A questão é justamente esta: O que entendemos como saúde? Concordamos com Christopher Boorse, que na década de setenta definiu como a simples ausência de doença? E o que significa qualidade de vida? É possível ter qualidade de vida ao superar os desafios impostos pela atribulada rotina? Independente dos conceitos já bem difundidos, podemos responder que temos saúde e qualidade de vida na prática?

Nosso corpo é uma empresa cujos resultados – bons ou maus – são vistos muitos anos depois. E, geralmente, como toda empresa, a motivação parte de quem está acima gerenciando. A mente humana não tem sido tão gestora assim. Aceitamos necessidades antes inexistentes, criadas apenas para consumirmos. Aceitamos hábitos de vida antes criticados, pois outras metas parecem prioritárias. Aceitamos nos adaptar constantemente, sem que nosso organismo se adapte a nós. Saímos do centro da nossa vida.
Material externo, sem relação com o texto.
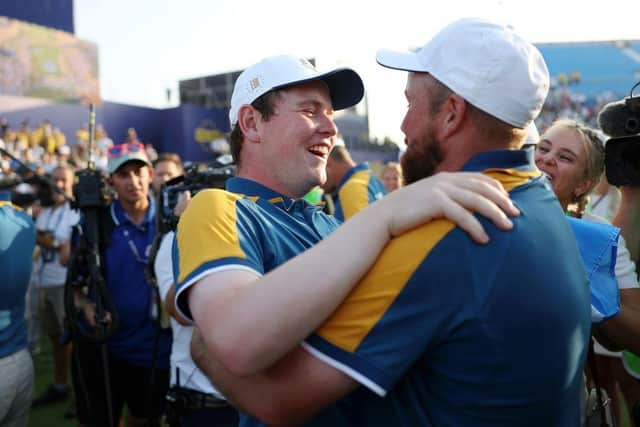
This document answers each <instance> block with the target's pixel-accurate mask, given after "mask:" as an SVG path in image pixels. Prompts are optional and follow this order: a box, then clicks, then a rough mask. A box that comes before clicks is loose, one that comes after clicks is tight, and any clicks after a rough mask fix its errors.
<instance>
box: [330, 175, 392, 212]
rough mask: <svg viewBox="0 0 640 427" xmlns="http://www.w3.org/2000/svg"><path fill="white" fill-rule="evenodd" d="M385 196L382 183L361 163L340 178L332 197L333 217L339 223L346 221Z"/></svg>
mask: <svg viewBox="0 0 640 427" xmlns="http://www.w3.org/2000/svg"><path fill="white" fill-rule="evenodd" d="M385 194H387V190H386V188H384V185H382V182H380V180H379V179H378V178H377V177H376V176H375V175H374V174H373V171H371V169H369V165H368V164H367V163H361V164H359V165H356V166H354V167H352V168H351V169H349V171H348V172H347V173H346V174H345V176H343V177H342V179H341V180H340V182H339V183H338V186H337V188H336V192H335V194H334V196H333V205H334V207H335V211H334V213H333V215H334V216H335V217H336V218H337V219H339V220H340V221H341V222H344V221H346V220H347V219H349V218H351V217H352V216H353V215H355V214H356V213H358V212H359V211H360V210H362V208H363V207H364V206H367V205H369V204H371V203H373V202H375V201H376V200H378V199H381V198H382V197H383V196H384V195H385Z"/></svg>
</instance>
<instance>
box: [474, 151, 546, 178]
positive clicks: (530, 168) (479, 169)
mask: <svg viewBox="0 0 640 427" xmlns="http://www.w3.org/2000/svg"><path fill="white" fill-rule="evenodd" d="M487 169H511V170H517V171H519V172H539V171H538V168H537V167H536V164H535V161H534V150H533V149H526V150H496V151H486V152H483V153H479V154H476V155H475V156H473V157H472V158H471V159H470V160H469V161H468V162H467V163H465V165H464V166H463V167H462V169H461V171H463V172H482V171H485V170H487Z"/></svg>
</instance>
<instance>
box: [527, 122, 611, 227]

Nosso corpo deixou de ser a prioridade, o que é contraditório perante tanta evolução no conhecimento médico, nos métodos diagnósticos e recursos terapêuticos.

Fazemos parte de um mundo onde doenças que poderiam ser prevenidas ou controladas, continuam sendo as mais prevalentes, acarretando inúmeras complicações. Fazemos parte de um mundo em que a depressão já representa uma das maiores causas de afastamento do trabalho, e onde o consumo indiscriminado de antidepressivos consiste em um problema de saúde publica. Adotamos a “síndrome de burnout” e negligenciamos o senso critico.

Portanto, o que faz nosso coração bater mais forte? O que acelera nosso pensamento? O que nos faz seguir em frente sorrindo?

Estas respostas são importantes para saber o que nos motiva. Mas, no que se refere ao nosso corpo, devemos sempre lembrar que numa empresa os melhores funcionários são aqueles que – mesmo sem estimulo – mantêm sua competência e seu comprometimento. Nossos órgãos são funcionários assim. Continuam trabalhando... mas precisam de condições dignas para isso... mesmo que a vida estressante, o ritmo agitado e as inúmeras responsabilidades criem um ambiente desfavorável. Somos o CEO do nosso organismo.




.
Andrea Pio

5 comentários:

Manoel Pio disse...

Gostei muito desta crônica Dra Andrea. Achei-a muito pertinente para aqueles que se dedicam ao gerenciamento de uma empresa, principalmente na área da saude. Concordo. A mente é, sem dúvida, o gestor desta empresa tão complexa que é o corpo humano cujos órgãos trabalham em perfeita sintonia e com sentido de equipe. Te amo.
O pai que tem muito orgulho da filha.

Andrea Pio disse...

Você é que é meu orgulho pai. Meu imenso orgulho.
Te amo!

Mauro Sueyro disse...

Andrea, já estava achando que havia parado de escrever. Mas compensou a demora. Muito bom o texto. Me fez pensar.
Cumprimentos.

Andrea Pio disse...

Ei Mauro, obrigada. Fase de muito trabalho... acabo não tendo tempo para escrever mesmo. Mas é uma prioridade acredite!
Que bom que gostou do texto.
Abço
Andrea

Roberta Clarissa Leite disse...

Muito bom o texto, parabéns. Acho que a pergunta é mesmo essa: "E o que significa qualidade de vida?", a mente e como a gente enxerga tudo que está em nossa frente tem o papel principal, saber dar a importância certa para o que é importante.